I think the change will improve robustness of lld's distributed ThinLTO usage so we probably need to make the change.

We've seen the case of 2 same lazy objects in buck, and the cause for that is still a mystery to us. @christylee may know more.

I listed the case of lazy and non-lazy just for the sake of test coverage.

MaskRay accepted this revision.Sep 13 2022, 12:06 PM

LGTM.

This revision is now accepted and ready to land.Sep 13 2022, 12:06 PM

For Bazel like build systems, it seems weird to have one object file in two modes, lazy and non-lazy. Do you know why it happens for your build system?
I think the change will improve robustness of lld's distributed ThinLTO usage so we probably need to make the change.

We've seen the case of 2 same lazy objects in buck, and the cause for that is still a mystery to us. @christylee may know more.

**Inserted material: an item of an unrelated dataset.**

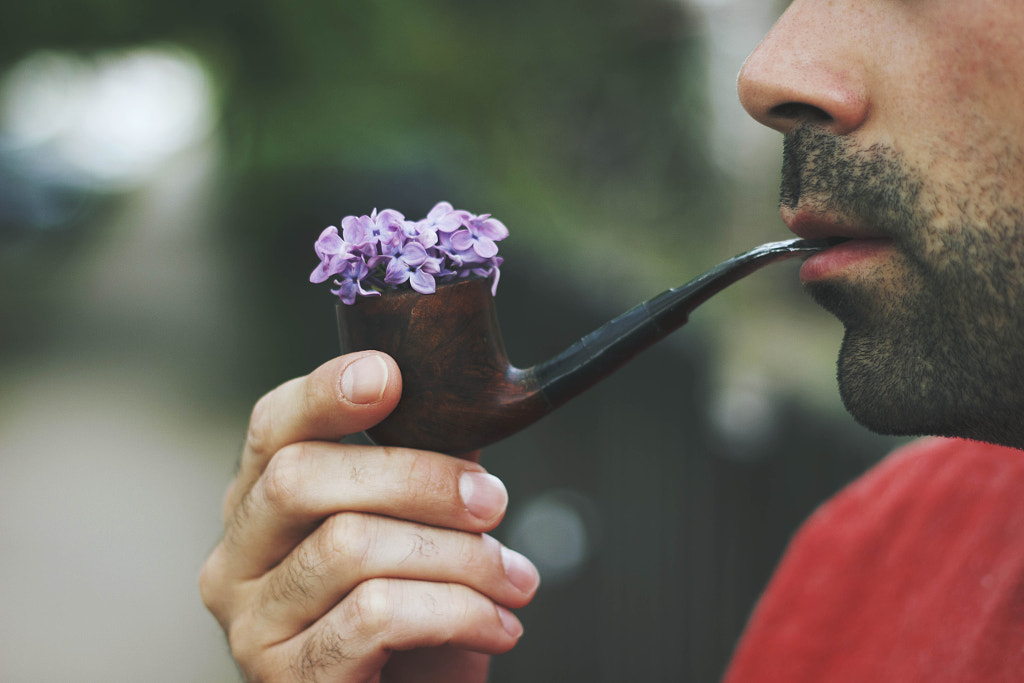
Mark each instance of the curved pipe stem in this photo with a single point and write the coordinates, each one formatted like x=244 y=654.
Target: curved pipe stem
x=460 y=392
x=607 y=348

Such a build system usually deduplicates linker input. I have seen duplicate archives but they are -lc, -lc++, etc, not from cc_library like targets.
Technically with linker scripts INPUT and GROUP an archive can be referenced by two cc_library, but that's a very rare case usually implying a user mistake but I feel the linker can guard against it, which will also help traditional build systems which don't do a great job deduplicating input.

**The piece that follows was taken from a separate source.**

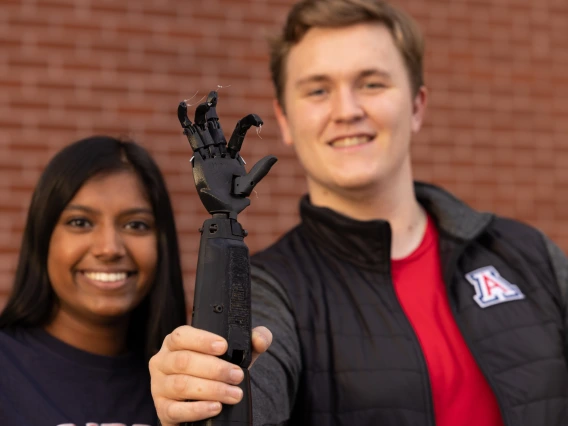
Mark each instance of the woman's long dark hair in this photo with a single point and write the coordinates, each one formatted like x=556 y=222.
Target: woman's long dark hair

I listed the case of lazy and non-lazy just for the sake of test coverage.

For Bazel like build systems, it seems weird to have one object file in two modes, lazy and non-lazy. Do you know why it happens for your build system?
I think the change will improve robustness of lld's distributed ThinLTO usage so we probably need to make the change.

We've seen the case of 2 same lazy objects in buck, and the cause for that is still a mystery to us. @christylee may know more.

Such a build system usually deduplicates linker input. I have seen duplicate archives but they are -lc, -lc++, etc, not from cc_library like targets.
Technically with linker scripts INPUT and GROUP an archive can be referenced by two cc_library, but that's a very rare case usually implying a user mistake but I feel the linker can guard against it, which will also help traditional build systems which don't do a great job deduplicating input.

We've seen two cases:

  1. Older rust compilers will duplicate transitive dependencies, including C++ dependencies.
  2. Third-party prebuilt libraries that are wrapped with --start-group/--end-group and can be referenced by multiple cc_library. This is technically a user error but it's very hard to debug.

I listed the case of lazy and non-lazy just for the sake of test coverage.